There were daffy doings last week in an old colonial garden in Virginia. The garden belonged to Hampton Manor, 486-acre estate near Bowling Green, Va. The estate, with a brick mansion, built in 1838 by Virginia Legislator Daniel de Jarnette from plans by his friend Thomas Jefferson, is now owned by Mrs. Caresse Crosby, late of literary Paris. Her house guests were Arch-Surrealist Salvador Dali & wife. Hence the dilly-Dali-ing.

Surrealist Dali suggested to his hostess that it would be fun to "enchant" Hampton Manor into a surrealist paradise. Mrs. Crosby was enchanted with the idea. Together they set to work. Their plans called for gigantic statues of daddy longlegs with the faces of Greek goddesses and medieval heroines, "a headless woman from the recipe of a surrealist magician of the Middle Ages," perfumed fountains, loudspeakers making moans from the bushes, corpselike manikins with flowing hair trailing in the waters of a pond. Said Mrs. Crosby: "I am doing this enchanted garden as an experiment with the white magic of the Middle Ages.
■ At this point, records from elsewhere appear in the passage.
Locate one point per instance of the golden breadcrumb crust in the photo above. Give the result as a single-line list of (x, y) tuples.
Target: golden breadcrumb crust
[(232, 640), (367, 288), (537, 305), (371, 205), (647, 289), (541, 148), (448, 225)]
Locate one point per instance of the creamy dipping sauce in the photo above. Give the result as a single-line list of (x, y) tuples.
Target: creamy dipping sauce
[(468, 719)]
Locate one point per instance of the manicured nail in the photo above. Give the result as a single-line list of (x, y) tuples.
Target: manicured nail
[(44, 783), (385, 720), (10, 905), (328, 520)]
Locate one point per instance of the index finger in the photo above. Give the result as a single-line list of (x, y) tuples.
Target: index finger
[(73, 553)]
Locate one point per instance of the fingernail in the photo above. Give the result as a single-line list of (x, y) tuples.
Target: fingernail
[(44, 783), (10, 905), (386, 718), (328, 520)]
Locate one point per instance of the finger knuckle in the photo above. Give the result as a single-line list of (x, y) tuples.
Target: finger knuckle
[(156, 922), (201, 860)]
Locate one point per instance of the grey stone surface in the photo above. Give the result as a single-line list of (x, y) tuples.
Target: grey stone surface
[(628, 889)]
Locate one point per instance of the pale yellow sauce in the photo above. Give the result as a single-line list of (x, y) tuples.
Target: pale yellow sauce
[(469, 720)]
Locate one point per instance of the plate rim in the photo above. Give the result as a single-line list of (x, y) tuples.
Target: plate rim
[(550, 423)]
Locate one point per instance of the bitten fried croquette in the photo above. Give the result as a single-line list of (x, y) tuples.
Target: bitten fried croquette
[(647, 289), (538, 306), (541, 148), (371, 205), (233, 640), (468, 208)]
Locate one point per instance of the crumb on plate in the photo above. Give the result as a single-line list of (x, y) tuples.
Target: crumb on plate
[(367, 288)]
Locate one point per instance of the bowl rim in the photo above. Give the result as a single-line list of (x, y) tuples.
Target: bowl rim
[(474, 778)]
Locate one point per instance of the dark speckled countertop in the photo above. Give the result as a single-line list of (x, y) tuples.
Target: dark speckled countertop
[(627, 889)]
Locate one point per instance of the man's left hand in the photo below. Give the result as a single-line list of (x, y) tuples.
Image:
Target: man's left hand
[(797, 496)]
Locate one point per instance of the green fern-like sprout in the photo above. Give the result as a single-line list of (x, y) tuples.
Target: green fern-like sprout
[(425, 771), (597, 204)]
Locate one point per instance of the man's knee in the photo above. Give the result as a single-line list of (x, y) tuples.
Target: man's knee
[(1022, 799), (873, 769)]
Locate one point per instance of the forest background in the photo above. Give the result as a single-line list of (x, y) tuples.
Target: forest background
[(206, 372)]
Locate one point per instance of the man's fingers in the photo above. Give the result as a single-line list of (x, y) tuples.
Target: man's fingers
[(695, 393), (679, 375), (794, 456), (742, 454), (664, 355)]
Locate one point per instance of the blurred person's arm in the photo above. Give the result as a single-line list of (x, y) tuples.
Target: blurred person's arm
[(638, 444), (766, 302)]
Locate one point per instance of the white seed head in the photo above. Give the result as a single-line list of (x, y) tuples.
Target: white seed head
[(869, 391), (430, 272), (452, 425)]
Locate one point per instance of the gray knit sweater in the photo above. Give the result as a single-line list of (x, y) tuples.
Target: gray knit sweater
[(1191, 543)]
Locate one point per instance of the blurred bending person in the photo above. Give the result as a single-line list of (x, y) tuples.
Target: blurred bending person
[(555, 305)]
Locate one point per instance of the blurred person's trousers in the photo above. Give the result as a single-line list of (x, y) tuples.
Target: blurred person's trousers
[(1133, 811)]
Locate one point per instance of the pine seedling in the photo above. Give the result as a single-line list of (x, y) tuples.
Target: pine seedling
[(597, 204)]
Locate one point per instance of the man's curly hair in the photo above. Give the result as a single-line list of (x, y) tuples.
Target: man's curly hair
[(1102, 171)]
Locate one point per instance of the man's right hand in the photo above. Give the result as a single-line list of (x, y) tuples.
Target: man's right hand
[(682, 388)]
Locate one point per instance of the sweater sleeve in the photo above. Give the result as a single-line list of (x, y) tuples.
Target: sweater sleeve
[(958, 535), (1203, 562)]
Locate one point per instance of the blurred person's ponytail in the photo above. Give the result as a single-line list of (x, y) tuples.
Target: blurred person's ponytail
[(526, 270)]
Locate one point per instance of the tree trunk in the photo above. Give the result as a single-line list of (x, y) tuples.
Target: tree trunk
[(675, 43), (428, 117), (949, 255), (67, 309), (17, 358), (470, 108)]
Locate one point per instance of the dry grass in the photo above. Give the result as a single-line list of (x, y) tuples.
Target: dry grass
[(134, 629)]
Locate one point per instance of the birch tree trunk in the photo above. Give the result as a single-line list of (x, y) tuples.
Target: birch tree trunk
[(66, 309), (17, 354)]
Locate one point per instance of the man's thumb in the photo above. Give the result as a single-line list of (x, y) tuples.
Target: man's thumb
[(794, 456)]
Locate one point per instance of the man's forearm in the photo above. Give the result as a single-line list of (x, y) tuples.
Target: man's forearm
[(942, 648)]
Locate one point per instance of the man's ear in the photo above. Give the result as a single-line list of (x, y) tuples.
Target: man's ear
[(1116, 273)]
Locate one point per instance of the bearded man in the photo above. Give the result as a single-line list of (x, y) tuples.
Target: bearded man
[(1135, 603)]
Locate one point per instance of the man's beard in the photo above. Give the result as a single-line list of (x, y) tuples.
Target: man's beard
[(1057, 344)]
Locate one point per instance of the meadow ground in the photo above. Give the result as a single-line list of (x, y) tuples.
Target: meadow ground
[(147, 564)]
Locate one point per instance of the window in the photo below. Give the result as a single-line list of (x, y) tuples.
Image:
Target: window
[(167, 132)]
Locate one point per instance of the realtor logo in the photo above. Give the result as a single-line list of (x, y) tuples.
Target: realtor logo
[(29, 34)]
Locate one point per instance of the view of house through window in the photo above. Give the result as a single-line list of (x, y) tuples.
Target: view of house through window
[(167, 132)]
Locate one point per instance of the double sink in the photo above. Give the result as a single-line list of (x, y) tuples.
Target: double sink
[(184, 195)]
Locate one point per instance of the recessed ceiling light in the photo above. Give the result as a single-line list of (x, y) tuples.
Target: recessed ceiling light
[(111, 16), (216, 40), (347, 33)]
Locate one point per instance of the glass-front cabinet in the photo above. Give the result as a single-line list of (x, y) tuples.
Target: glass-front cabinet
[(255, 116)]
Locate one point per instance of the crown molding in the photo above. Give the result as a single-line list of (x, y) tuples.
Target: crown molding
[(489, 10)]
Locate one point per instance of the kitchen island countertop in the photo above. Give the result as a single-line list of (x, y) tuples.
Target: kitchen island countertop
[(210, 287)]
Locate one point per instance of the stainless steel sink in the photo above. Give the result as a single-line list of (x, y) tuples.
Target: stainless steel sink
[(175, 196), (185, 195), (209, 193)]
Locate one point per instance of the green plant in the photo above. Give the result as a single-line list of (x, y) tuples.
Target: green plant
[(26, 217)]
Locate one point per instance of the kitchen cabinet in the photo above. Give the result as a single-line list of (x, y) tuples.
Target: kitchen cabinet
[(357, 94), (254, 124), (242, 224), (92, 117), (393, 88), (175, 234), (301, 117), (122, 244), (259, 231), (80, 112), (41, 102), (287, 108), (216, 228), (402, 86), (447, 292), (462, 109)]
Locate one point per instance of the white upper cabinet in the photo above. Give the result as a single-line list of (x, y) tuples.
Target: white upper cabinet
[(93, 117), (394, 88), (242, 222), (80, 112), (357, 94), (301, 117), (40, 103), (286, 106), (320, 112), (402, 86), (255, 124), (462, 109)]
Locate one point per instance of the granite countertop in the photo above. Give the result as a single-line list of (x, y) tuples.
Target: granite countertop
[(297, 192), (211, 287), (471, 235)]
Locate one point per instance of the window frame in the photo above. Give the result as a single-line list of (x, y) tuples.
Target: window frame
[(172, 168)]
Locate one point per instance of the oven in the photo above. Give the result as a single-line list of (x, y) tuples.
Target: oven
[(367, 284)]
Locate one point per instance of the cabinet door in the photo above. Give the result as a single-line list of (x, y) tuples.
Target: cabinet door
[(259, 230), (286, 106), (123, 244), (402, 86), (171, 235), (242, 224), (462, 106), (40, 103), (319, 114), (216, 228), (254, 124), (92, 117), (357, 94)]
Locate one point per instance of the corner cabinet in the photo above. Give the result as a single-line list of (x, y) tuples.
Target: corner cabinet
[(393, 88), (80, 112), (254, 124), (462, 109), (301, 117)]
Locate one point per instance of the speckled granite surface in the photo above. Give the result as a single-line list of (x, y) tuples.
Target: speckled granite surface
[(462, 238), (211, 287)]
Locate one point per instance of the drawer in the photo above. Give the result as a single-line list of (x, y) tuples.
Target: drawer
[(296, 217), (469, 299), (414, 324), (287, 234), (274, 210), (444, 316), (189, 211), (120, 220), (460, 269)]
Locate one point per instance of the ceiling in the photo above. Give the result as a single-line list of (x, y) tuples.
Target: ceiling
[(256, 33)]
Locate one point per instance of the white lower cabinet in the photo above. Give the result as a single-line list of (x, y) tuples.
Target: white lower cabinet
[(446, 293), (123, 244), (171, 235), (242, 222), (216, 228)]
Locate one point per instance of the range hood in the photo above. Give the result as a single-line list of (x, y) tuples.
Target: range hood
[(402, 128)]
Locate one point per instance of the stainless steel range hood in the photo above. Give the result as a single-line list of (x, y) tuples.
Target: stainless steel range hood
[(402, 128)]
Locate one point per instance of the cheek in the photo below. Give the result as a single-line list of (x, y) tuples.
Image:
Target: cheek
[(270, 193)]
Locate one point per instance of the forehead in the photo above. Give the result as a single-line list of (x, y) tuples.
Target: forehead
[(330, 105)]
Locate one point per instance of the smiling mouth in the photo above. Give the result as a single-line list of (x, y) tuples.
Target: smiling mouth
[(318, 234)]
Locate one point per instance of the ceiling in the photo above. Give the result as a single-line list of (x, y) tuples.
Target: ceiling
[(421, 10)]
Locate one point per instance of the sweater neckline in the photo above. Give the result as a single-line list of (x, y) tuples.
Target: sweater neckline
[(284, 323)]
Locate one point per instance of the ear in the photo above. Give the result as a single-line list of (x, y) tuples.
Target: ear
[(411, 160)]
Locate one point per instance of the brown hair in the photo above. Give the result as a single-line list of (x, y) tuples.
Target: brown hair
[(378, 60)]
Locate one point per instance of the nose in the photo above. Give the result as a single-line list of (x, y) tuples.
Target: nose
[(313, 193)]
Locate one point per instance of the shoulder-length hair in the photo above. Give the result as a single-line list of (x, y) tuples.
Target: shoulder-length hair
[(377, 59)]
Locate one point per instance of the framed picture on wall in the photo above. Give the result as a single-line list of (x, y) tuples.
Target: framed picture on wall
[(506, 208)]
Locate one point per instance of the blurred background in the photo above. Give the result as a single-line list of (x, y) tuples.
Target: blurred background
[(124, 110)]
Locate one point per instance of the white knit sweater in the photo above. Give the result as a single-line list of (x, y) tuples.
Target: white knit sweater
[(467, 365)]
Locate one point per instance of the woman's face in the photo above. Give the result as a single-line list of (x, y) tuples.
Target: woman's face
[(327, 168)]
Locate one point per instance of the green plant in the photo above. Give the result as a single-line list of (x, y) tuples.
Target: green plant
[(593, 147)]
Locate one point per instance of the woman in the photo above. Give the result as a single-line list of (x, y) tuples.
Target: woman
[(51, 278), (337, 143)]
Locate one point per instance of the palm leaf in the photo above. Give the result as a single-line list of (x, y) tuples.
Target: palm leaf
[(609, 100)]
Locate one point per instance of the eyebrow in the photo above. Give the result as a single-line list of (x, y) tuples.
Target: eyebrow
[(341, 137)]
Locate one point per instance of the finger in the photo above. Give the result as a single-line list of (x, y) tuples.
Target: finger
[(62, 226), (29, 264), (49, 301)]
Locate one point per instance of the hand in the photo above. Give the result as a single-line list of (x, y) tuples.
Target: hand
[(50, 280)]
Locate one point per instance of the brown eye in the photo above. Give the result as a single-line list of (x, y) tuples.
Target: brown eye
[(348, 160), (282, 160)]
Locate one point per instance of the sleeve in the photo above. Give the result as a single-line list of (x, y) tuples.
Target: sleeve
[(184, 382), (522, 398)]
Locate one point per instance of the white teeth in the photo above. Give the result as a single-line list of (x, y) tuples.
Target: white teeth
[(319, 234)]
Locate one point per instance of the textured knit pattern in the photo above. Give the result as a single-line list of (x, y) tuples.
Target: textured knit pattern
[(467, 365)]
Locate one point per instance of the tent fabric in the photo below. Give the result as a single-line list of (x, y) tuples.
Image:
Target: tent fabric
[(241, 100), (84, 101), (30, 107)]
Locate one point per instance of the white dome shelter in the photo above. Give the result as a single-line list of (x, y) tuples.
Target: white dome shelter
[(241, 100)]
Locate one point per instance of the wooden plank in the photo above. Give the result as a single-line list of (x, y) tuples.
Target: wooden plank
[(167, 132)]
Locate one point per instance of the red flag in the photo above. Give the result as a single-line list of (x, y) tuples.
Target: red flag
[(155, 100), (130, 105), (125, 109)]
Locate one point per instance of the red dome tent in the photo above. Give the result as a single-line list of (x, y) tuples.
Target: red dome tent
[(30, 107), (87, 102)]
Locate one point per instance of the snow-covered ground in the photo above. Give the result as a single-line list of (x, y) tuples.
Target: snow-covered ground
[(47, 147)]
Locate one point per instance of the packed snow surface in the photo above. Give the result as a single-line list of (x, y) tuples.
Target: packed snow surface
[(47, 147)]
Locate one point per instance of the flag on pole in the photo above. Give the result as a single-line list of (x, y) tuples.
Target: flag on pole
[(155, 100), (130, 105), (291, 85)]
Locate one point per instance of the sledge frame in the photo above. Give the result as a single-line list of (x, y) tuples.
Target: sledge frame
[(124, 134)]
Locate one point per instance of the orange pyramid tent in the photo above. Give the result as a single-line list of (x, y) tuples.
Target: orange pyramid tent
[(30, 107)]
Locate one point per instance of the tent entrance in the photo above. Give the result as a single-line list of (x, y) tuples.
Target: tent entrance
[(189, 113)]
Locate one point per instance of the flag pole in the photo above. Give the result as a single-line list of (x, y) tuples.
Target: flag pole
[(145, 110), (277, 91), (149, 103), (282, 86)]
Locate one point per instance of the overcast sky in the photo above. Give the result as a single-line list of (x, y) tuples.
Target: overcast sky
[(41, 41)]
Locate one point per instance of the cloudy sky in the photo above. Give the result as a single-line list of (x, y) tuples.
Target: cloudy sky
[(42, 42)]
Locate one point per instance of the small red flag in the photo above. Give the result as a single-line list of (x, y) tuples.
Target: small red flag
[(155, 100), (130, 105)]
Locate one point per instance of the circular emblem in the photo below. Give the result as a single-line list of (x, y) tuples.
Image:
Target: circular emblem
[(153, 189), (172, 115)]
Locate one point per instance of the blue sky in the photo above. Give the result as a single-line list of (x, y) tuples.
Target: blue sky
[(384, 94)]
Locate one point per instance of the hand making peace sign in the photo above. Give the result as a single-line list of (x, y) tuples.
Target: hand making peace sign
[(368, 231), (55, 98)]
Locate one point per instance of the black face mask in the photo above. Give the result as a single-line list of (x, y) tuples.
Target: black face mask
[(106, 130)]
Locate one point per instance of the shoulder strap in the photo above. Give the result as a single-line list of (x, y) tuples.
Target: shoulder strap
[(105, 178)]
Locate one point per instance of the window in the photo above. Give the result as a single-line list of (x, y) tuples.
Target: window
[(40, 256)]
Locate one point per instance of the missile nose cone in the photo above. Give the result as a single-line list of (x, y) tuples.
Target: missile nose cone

I will use all the modern means of mystification--loud-speakers, electric lights and wires and mechanisms." By last week Sponsor Crosby had had a grand piano hauled into the middle of the lake, where it was expected shortly to sprout water lilies, and Painter Dali had dunked a manikin near the shore and was trying to ornament her face with a fork.

When their surrealist garden is finished (probably some time in May), Dali and Mrs. Crosby expect to charge admission ($1 in the daytime, $1.50 at night).

One prosaic note threatened to put the kibosh on this study in sylvan psychopathology. The Second Army Corps announced plans last week to take over 110,000 acres of Caroline County as a field for maneuvers. The area might include Hampton Manor's Freudian fairyland.